SceneGraphLoc: Cross-Modal Coarse Visual Localization on 3D Scene Graphs
Yang Miao, Francis Engelmann, Olga Vysotska, Federico Tombari, Marc Pollefeys, Dániel Béla Baráth
TL;DR
SceneGraphLoc addresses cross-modal coarse visual localization by localizing a query image within a reference map built from multi-modal 3D scene graphs. It learns fixed-size embeddings per object node by fusing geometry, multi-view images, and relational context into a shared embedding space, while corresponding query patches are embedded via a visual Transformer using DinoV2 features. Training uses a dual-branch contrastive objective with static and temporal terms to align patch and node embeddings across time, enabling robust matching even under scene changes.

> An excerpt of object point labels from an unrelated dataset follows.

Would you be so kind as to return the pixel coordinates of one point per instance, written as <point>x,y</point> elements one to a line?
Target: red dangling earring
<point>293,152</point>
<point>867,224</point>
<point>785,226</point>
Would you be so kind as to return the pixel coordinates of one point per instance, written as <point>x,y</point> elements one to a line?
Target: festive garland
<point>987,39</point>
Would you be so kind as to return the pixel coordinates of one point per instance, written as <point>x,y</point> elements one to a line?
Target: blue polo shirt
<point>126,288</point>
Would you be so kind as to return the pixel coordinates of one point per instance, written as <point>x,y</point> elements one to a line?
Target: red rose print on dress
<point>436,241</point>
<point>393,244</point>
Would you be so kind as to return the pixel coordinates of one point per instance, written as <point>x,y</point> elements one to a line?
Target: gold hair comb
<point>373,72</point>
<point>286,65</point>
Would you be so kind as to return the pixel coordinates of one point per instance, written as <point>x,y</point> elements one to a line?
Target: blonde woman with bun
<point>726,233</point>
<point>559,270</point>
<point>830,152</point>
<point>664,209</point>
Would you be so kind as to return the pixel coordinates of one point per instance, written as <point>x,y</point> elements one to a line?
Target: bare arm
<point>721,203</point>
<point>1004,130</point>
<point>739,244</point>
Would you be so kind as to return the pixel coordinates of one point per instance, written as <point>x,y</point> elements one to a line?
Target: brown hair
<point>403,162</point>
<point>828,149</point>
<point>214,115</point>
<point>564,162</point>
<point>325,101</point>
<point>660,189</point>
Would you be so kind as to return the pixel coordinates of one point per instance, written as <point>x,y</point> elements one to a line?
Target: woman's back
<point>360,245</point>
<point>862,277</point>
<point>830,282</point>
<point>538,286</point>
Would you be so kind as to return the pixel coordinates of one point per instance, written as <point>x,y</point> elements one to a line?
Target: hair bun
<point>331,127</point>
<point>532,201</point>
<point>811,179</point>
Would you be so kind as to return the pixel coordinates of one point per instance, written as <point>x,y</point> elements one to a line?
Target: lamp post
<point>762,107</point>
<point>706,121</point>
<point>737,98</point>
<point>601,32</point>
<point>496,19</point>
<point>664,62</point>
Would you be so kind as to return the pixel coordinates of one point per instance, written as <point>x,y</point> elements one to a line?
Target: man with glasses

Inference computes graph-image similarity by aggregating patch-to-node affinities and retrieves top candidates, achieving strong performance with substantially reduced storage and faster retrieval compared to image-heavy baselines; ablations confirm the value of each modality and backbone choice. The approach, demonstrated on 3RScan and ScanNet, offers a scalable, lightweight localization paradigm that can operate with compact maps while approaching state-of-the-art image-based methods when map images are included, with public-code release planned.
Abstract
We introduce a novel problem, i.e., the localization of an input image within a multi-modal reference map represented by a database of 3D scene graphs. These graphs comprise multiple modalities, including object-level point clouds, images, attributes, and relationships between objects, offering a lightweight and efficient alternative to conventional methods that rely on extensive image databases. Given the available modalities, the proposed method SceneGraphLoc learns a fixed-sized embedding for each node (i.e., representing an object instance) in the scene graph, enabling effective matching with the objects visible in the input query image. This strategy significantly outperforms other cross-modal methods, even without incorporating images into the map embeddings. When images are leveraged, SceneGraphLoc achieves performance close to that of state-of-the-art techniques depending on large image databases, while requiring three orders-of-magnitude less storage and operating orders-of-magnitude faster. The code will be made public.